Los seres humanos necesitamos la fiesta como el comer. Sin ella, la vida entra en una rutina homicida. Ya sé que hay personas que “odian” las fiestas por diversos motivos respetables (recuerdo de seres queridos muertos, experiencias traumáticas del pasado, agorafobia, estado depresivo…), pero un pueblo que no sabe festejar, es, en el fondo, un pueblo que no sabe vivir unido. La fiesta acentúa los lazos que nos mantienen ligados en el día a día, introduce otro tiempo y otro ritmo, altera nuestras rutinas, nos invita al exceso, nos permite ser agradecidos y generosos. La fiesta es, en definitiva, un canto a la vida. Un canto… al Dios de la vida, a Aquel que, tras “trabajar” seis días (según el relato bíblico de la creación del mundo), al séptimo “descansó”, aunque mucho me temo que nosotros no descansamos durante las fiestas, sino que nos cansamos de una manera que nos resulta placentera. Quienes vibran con estas celebraciones entienden bien a qué me refiero. Por eso, tras los excesos festivos, viene un corto período de refracción antes de proseguir el ritmo cotidiano. 
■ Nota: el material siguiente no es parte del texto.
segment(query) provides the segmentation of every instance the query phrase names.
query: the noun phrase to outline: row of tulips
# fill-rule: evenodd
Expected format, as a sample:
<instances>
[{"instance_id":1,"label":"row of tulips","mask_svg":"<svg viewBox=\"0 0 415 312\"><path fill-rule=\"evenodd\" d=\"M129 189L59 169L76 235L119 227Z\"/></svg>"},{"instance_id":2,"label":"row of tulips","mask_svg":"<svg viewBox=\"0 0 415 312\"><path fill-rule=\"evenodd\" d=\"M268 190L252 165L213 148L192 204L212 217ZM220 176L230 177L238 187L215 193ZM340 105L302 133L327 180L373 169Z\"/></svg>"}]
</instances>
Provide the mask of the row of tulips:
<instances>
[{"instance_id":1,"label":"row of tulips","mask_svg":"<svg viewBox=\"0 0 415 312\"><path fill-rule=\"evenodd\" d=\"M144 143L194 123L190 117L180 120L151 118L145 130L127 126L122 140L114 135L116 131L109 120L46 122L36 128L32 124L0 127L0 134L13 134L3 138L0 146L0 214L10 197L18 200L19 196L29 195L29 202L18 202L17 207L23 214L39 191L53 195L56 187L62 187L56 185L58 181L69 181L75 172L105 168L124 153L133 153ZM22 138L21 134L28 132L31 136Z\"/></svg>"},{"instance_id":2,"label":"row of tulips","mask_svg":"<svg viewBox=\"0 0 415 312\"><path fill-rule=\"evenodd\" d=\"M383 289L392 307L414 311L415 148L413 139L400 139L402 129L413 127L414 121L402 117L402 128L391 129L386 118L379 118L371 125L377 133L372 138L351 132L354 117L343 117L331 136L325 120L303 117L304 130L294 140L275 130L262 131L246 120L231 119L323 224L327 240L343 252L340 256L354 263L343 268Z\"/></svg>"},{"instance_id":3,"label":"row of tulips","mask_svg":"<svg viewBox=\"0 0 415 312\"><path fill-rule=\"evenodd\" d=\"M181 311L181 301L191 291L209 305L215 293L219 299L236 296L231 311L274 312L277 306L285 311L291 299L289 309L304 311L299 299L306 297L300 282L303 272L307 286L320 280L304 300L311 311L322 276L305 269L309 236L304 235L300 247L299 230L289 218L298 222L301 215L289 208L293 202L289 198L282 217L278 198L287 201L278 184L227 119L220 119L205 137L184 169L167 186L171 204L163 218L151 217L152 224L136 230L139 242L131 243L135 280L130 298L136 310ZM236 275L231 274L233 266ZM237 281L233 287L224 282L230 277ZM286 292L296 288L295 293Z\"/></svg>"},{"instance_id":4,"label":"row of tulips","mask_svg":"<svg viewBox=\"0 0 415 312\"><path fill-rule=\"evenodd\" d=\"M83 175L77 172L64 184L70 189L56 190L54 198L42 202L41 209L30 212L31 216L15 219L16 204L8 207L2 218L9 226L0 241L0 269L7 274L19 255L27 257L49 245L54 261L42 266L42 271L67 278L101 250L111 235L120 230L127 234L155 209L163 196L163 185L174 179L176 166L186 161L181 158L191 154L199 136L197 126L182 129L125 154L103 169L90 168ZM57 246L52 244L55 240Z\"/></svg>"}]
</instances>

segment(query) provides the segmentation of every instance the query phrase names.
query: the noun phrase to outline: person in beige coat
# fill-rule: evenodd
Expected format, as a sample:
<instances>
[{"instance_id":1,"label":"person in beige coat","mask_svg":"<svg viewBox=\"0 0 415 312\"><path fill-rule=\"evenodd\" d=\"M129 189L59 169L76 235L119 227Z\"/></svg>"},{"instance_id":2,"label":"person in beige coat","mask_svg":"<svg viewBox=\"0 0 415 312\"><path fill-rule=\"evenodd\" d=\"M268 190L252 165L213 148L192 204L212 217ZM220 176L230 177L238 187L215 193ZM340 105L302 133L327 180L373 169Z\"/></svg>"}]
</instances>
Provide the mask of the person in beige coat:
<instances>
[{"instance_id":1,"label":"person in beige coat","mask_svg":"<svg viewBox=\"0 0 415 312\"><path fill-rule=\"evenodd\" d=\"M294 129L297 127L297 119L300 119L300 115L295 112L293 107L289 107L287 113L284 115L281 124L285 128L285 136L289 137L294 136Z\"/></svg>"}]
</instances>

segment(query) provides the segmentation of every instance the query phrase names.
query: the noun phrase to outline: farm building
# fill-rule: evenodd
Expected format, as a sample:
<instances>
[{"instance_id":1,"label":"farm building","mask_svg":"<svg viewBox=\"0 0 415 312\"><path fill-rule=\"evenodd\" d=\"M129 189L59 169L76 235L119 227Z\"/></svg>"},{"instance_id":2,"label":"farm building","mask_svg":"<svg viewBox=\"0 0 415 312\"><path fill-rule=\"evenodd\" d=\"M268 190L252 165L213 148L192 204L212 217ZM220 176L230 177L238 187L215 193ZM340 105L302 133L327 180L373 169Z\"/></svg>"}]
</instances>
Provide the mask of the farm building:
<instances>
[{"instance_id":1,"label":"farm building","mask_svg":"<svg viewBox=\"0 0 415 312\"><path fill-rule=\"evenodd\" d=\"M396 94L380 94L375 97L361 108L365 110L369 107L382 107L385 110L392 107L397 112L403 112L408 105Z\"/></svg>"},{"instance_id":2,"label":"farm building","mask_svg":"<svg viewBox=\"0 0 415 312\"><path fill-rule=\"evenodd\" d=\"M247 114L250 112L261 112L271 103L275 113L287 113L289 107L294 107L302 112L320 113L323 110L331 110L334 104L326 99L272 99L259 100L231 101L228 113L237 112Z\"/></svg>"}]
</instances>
A todos los amigos del Rincón de Gundisalvus que celebraréis durante los próximos días las fiestas patronales de vuestros respectivos pueblos y ciudades, os deseo un tiempo de convivencia y de alegría. Prometo no cansaros con la descripción de las fiestas que yo mismo voy a vivir, aunque tal vez algún día se me escape algún comentario.